A slow smile spread across my face. She’d be shocked at my sight, wouldn’t she? Kass’s gang was in for a bit of a rough day.
Chapter Three - Kass
Liz flew into the house, her eyes wide. She immediately saw me in the kitchen, hunched over the sink. I gripped the edges of the marble countertop, the pictures nothing but ash in the sink. The lighter sat near my right hand. It did its job.
“Kass,” Liz spoke, her voice urgent, “how do you feel?”
“Good,” I said, though it was both a lie and the truth. I didn’t feel like dying because of the poison, but I did feel like dying for another reason entirely. When I moved my gaze from the sink to her, I watched Max enter the house behind her. The small, ginger Purifier breathed a sigh of relief when he saw me up and well.

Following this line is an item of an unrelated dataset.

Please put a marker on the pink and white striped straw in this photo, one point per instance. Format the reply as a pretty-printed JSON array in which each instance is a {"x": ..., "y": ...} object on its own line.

“Where’s Michael? Why isn’t he answering his phone? The hospital—Gabriel disappeared—”
I blinked, speaking softly, “He didn’t disappear. He’s upstairs in his room.”
That, she clearly didn’t expect me to say. “What? He’s here? But…how?”
“He woke up.” Obviously.
Max was in the living room, his strangely deep voice rising loud enough for us to hear, “Uh, what happened in here?”